After the Cleveland game, Warpaint Illustrated Publisher Nick Athan wrote that several leftovers from the Vermeil era were still costing the Chiefs games. Originally, I thought his comment was a bit silly, but in light of "The Pity Party" going on in Kansas City recently, I'm now inclined to agree with him.

Sims and Hall have contributed to the loss column this year. So has safety Greg Wesley, another relic from Vermeil's regime.

He was absolutely awful in Cleveland. He was late in zone support on Cleveland's first touchdown of the game, a third-and-14 prayer thrown up by Charlie Frye. He got run over by a quarterback later in the game.

Like Hall and Sims, Wesley is soft. The Chiefs were often accused of bearing that label during Vermeil's time in Kansas City. After a nice road win over the St. Louis Rams earlier this season and hard-fought home wins against the Raiders and Broncos, I thought the Chiefs had turned a corner. I thought they had shed the "soft" label for good.

We found out different in Cleveland. There's still a soft core to this KC apple. Herm Edwards hasn't driven it from them fully.

Players like Sims and Hall would rather whine and complain to the media about their lackluster performance than correct their mistakes, work harder and get better.

What point is there in feeling sorry for yourself? None whatsoever. All it does is distract you from your job as a football player.

Does anyone remember Larry Johnson whining about his poor offensive line early this year? I sure don't. And all he's done is credit those big guys for his recent success. That's called being a professional.

If Sims wants to turn around his career (which will likely continue in another NFL city next season), he should follow the example set by James Reed. He's not the most talented defensive tackle in the world, but he keeps his mouth shut, works hard, plays with passion and doesn't complain. Edwards specifically sought him out in free agency this year, just because of those attributes.

Why can't Hall be more like Trent Green? He's played with him for almost six years now. Green isn't the most talented quarterback in the world, but he says the right things, works hard, stays focused on what counts and gets the job done. Green has overcome more adversity in his NFL career than most players. Hall is reacting badly to a poor season, but does it even compare to the travesty that Green was forced to endure during his first year as a Chief when he threw 24 interceptions?

How about Wesley? We'll give him credit for avoiding "The Pity Party", but no one will argue that he hasn't underachieved this year. His calling card, plucking errant passes from centerfield, has gone by the wayside in 2006. He has only two interceptions. Despite a bevy of competition at his position, he hasn't really been playing his best football.

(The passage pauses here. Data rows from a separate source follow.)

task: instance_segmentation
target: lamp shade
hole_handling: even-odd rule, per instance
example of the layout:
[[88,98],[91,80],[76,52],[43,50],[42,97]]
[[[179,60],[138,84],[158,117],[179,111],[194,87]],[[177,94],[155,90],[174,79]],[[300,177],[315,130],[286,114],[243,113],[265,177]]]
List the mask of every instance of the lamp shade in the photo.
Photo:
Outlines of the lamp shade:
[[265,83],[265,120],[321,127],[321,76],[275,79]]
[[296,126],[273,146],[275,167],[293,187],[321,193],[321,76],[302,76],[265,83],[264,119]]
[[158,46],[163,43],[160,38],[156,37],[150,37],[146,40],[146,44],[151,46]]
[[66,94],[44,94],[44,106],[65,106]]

All he has to do is follow Sammy Knight's example. Like Reed and Green, Knight isn't the most talented football player in the world. But he's not soft. Knight has been an instrumental defender in KC's run defense all year long. Despite his lack of speed, when was the last time you saw the deep zone on his side of the field getting exploited?

Yeah, there's still some softies on this football team. The good news is, Edwards has a plan. Sims won't be a Chief next year. Rookie Jarrad Page will surely supplant Wesley in 2007.

And Hall? Who knows, but if he doesn't follow the example of the players who count, he'll no longer be known as "The X-Factor." He'll be "The Ex-Factor."